Today’s 20 year extension of the Tasmanian Regional Forest Agreement (RFA) locks in devastation of precious native forests whilst continuing to sideline national endangered species protection law and deliberately ignoring the unfinished business of protecting 350,000 ha of high conservation value forests previously designated to become reserves under the Tasmanian Forest Agreement.

“The Regional Forest Agreement (RFA) applied to Tasmania in 1997 has been a failure for forest conservation and making real of the aspirations of the Tasmanian community for protection and enhancement of these natural treasures. It should not be extended,” said Markets For Change CEO, Peg Putt.

“The basic intent of the RFA is to entrench the logging of native forests for decades, against escalating public opinion to the contrary. In that process an entire generation is excluded from decision-making on Tasmania’s forests. This is undemocratic and an unacceptable prioritisation of the interests of the controversial forest industry against those of the general population. It is not a social licence,” Ms Putt said.

“Minister Barnett wrote to us earlier this year to say he would totally ignore the many hundreds of letters our supporters sent in opposition to this travesty being continued. We will strenuously resist this odious agreement as we fight to defend our important natural treasures,” she said.

Major failures of the RFA include:

• High conservation value forests designated for logging. Since the original RFA several upgrades to forest protection have been required to actually protect important natural values. These were not generated by the RFA but were achieved despite it and its claimed embodiment of a Comprehensive, Adequate and Representative reserve system. Currently an area of 357,000 ha of public native forests that was designated for future reserve protection by law under the Tasmanian Forests Agreement and then abandoned by the current Tasmanian government is allocated for future logging. This logging is endorsed by an extended RFA, which makes a farce of its claim to environmental credentials.

• Exemption from national environment laws (the EPBC Act) designed to protect nationally listed threatened species and other values. Under the first RFA, levels of endangerment of forest dependent species have escalated with logging listed as a threatening process – for example the now critically endangered Swift Parrot. Logging prescriptions have manifestly failed to achieve ecological sustainability despite the ludicrous claim that this is delivered by the RFA. This exemption should be removed as a matter of urgent priority, not continued for decades.

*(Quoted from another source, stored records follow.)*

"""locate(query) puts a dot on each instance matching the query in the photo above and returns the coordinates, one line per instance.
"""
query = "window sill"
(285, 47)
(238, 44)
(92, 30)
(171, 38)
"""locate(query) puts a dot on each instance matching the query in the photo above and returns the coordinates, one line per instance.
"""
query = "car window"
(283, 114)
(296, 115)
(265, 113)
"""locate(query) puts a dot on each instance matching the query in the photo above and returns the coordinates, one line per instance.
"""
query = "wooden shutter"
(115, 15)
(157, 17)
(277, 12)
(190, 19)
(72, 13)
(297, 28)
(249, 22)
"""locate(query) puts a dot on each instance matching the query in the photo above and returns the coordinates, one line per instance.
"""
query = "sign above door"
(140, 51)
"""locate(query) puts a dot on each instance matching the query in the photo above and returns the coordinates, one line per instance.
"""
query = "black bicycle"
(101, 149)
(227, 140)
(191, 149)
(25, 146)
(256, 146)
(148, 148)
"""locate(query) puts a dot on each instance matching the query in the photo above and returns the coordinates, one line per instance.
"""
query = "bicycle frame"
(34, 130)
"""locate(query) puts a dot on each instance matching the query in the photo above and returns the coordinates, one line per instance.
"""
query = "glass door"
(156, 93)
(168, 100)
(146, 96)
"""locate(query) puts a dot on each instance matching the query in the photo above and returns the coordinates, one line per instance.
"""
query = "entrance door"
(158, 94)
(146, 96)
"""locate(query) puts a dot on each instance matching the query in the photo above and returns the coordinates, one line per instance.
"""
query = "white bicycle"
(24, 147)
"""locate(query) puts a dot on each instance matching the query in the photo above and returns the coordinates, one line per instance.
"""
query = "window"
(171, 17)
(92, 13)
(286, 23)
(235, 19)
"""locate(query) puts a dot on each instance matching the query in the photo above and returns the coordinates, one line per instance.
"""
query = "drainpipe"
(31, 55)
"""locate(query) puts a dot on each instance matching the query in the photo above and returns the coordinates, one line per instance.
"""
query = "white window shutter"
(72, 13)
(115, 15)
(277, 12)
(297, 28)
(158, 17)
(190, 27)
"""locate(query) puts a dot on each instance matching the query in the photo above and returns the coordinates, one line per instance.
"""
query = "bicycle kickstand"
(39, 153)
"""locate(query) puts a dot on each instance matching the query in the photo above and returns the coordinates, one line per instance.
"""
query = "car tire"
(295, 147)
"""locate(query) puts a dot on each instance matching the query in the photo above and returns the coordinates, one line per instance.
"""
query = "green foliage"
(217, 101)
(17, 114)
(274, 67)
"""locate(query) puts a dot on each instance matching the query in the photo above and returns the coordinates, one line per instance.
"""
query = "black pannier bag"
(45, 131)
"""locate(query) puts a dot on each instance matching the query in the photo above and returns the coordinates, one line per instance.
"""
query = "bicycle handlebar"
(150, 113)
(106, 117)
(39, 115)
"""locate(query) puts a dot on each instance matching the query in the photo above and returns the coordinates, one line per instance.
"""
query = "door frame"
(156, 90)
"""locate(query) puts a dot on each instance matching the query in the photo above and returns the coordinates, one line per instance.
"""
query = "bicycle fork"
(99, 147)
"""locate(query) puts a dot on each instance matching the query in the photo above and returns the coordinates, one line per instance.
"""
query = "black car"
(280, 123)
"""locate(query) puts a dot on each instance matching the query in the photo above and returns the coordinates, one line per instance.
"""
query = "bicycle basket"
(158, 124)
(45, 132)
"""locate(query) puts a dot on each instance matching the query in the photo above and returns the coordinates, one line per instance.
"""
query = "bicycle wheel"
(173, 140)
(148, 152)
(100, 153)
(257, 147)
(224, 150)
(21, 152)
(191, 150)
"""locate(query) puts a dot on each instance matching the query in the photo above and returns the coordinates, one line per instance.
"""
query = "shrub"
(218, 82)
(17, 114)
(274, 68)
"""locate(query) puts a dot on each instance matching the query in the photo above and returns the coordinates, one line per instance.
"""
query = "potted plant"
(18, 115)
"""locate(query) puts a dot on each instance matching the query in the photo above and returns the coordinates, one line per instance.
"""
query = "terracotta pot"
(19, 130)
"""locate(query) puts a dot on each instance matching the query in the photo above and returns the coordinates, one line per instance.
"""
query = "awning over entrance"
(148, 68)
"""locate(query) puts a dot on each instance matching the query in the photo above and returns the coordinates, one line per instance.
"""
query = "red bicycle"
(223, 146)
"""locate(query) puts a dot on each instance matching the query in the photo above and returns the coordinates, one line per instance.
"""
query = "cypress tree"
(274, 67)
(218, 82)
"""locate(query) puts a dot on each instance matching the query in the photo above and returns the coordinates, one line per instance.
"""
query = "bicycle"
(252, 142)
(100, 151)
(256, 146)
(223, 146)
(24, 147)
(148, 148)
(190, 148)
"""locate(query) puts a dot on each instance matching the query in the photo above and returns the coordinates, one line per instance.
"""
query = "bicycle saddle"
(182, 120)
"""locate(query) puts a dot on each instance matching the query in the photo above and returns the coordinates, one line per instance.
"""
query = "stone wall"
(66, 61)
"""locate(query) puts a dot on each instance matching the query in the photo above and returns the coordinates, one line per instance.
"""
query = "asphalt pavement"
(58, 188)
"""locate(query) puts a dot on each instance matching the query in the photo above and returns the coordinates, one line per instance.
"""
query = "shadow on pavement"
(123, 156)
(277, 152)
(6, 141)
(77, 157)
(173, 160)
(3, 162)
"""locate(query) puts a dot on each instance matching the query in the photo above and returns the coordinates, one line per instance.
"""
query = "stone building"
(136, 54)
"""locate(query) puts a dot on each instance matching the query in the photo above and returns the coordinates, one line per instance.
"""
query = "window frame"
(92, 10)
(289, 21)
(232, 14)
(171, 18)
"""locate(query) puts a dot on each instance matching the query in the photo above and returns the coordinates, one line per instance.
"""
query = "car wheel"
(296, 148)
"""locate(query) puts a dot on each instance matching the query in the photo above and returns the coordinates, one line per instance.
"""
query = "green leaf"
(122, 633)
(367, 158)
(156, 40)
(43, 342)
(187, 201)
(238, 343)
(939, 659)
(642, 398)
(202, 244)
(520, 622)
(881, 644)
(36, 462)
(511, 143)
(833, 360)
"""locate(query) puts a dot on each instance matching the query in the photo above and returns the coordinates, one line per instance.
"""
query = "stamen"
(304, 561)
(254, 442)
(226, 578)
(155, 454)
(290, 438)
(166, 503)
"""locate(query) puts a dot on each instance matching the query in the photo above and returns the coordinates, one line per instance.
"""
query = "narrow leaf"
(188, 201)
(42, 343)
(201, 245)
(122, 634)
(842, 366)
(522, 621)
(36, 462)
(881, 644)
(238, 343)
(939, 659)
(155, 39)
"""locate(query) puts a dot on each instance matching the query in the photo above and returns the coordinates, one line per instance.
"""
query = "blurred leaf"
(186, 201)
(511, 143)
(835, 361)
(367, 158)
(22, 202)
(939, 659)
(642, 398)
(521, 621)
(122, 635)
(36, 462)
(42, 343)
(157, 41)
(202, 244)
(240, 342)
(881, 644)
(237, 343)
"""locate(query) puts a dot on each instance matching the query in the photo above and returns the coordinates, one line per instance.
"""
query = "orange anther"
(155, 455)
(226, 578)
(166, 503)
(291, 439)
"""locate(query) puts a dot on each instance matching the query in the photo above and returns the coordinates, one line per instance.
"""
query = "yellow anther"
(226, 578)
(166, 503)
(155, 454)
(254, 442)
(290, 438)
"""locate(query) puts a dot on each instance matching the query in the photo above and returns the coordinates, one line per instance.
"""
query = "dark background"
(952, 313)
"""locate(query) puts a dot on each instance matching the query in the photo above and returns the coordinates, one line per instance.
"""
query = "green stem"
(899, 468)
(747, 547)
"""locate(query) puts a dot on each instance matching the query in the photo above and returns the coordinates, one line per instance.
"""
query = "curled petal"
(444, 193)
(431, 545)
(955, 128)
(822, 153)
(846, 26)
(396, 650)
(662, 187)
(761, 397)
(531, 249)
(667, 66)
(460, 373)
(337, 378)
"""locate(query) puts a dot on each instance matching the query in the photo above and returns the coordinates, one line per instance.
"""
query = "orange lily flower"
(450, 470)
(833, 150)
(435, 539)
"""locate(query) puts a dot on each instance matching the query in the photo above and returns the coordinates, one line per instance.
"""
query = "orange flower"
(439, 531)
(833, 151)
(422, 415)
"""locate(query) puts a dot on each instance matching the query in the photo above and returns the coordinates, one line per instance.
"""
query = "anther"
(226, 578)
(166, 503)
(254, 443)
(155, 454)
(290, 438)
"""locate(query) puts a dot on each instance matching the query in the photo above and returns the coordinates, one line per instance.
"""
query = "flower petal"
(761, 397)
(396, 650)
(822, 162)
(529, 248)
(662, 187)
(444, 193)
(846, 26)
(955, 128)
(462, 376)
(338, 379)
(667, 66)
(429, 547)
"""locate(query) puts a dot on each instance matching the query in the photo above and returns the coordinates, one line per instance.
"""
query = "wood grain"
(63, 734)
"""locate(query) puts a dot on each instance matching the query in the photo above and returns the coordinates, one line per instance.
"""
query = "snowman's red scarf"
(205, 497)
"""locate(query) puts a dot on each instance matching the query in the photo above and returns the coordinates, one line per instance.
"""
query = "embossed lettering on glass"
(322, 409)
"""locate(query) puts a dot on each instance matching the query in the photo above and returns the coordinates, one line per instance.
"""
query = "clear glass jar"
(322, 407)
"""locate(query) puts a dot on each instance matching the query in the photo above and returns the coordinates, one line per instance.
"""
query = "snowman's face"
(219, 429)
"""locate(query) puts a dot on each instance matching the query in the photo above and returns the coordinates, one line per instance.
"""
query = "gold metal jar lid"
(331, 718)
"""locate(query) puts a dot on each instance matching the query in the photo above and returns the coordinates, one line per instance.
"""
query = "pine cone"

• Important carbon stocks comprised of intact natural forests, and the potential to restore carbon stocks in forests degraded by logging, are not addressed in any way by the RFA which has no provision to consider climate change implications of decision-making on forest management and protection. This loophole is an extraordinary failure to embrace the range of uses and values of forests beyond exploitation for wood supply for industry. It flies in the face of Australia’s international obligation to tackle global warming under the Paris Agreement. In Tasmania, forest protection can make the largest contribution of any sector towards carbon emissions abatement. This alternative to entrenching logging should have been taken up instead of being completely ignored.

• Old growth forest continues to be lost to logging. Inadequate definitions, mapping, landscape management and logging prescriptions make a perfect storm for Tasmania’s old growth forests which have been and would continue to be destroyed. In an age where such treasures are rapidly being eroded around the planet we have a responsibility to ensure that all such logging ceases now – in fact it should have ceased long ago rather than being countenanced by the RFA. Logging 25% of old growth is an outrage, not a solution.

• Many threatened ecologies and vegetation communities are on private land but there is no provision to fund conservation measures. To the contrary the new Tasmanian Planning Scheme allows open slather for logging with no rights to objection or appeal. Application of the self-regulated Forest Practices System is wholly insufficient and ineffective. Land clearing in the guise of forestry will be rampant, and landholders are given no assistance to meet ecological aspirations under this RFA extension. This will lead to community conflict as well as further endangerment and loss of species and ecological assemblages.